Had it not been for cop Kiran Bedi, Rajya Sabha MP Jai Prakash Agarwal would have never picked up the tricks of the trade. It was only because he spent a day at the Kotwali police station, where he was brought under arrest on Bedi’s orders, that he got an insight into the manipulations of those in uniform.
His version: a curfew was on and he had asked one of his henchmen to go across and inquire after a family in distress. Bedi, then area in-charge, ordered that Agarwal be arrested for violating the curfew.
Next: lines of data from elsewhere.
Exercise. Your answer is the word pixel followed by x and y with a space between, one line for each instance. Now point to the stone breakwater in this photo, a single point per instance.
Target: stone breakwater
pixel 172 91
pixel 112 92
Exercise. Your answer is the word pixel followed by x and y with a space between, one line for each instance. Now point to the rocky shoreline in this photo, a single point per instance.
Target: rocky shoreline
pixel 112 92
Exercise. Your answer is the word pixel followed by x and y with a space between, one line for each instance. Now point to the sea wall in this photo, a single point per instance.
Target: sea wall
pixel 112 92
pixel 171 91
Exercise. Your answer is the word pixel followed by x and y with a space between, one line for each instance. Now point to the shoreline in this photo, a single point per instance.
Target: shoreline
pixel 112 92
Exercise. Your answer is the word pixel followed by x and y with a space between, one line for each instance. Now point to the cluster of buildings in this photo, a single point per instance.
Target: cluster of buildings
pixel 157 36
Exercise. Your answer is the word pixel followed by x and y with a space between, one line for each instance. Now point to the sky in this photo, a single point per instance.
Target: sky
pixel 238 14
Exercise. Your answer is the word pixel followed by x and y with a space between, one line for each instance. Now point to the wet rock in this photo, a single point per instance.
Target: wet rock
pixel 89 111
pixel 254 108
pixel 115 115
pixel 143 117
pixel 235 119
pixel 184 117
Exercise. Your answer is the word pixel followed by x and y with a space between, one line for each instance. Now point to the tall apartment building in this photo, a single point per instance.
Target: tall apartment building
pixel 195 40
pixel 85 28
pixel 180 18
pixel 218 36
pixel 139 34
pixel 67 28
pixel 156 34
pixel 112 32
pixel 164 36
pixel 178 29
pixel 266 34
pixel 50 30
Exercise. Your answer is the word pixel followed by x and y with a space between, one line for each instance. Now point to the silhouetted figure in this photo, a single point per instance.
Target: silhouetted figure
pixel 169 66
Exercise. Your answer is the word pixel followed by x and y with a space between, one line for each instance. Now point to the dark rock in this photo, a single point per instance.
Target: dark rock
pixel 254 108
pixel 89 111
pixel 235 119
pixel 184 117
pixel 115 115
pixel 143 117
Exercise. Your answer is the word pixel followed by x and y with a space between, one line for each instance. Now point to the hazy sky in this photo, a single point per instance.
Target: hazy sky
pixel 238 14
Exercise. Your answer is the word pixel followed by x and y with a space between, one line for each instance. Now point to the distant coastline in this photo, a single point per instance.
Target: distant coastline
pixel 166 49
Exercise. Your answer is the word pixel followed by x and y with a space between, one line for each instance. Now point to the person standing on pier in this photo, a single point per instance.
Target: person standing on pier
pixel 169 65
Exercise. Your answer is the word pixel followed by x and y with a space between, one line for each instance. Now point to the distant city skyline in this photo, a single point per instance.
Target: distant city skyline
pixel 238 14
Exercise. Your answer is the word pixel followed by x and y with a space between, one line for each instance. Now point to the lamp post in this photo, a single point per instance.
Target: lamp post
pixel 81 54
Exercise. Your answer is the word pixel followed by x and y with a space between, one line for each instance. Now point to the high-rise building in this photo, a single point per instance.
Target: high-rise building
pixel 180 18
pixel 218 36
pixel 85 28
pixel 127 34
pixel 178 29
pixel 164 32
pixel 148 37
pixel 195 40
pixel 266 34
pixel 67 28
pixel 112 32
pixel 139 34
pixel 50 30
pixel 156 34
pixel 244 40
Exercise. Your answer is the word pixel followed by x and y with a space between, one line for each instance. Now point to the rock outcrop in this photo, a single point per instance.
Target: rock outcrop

He was brought to the police station and handed a piece of paper to sign: “There was blank space and I was asked to sign at the bottom of the page. I protested. Having messed up the situation and arresting me, the cops were looking for a face-saver. The blank space, I guessed, would come handy because it gave them the leverage to write what they wanted and attribute it to me.”
When he was in school, Agarwal did not do what boys his age did. Instead of playing cricket, he would spend his evenings in the kitchen making tea. The house was forever teeming with visitors and his politician father Ram Charan would ask him either to make tea or dial phone numbers that were ‘forever busy’.
By virtue of being “bare sahib ka ladka”, he also wangled his way into the cricket team much before he learnt the nuances of the game. The one thing the 62-year-old Agarwal bonds with is the chair in the Deputy Mayor’s room (in Town Hall in the walled city). His father had occupied it in 1958. Twenty-five years later when he walked in there as Deputy Mayor, very little had changed: “The chair was the same and as I sat on it under a huge portrait of my father staring at me, I got goose bumps,” he recalls.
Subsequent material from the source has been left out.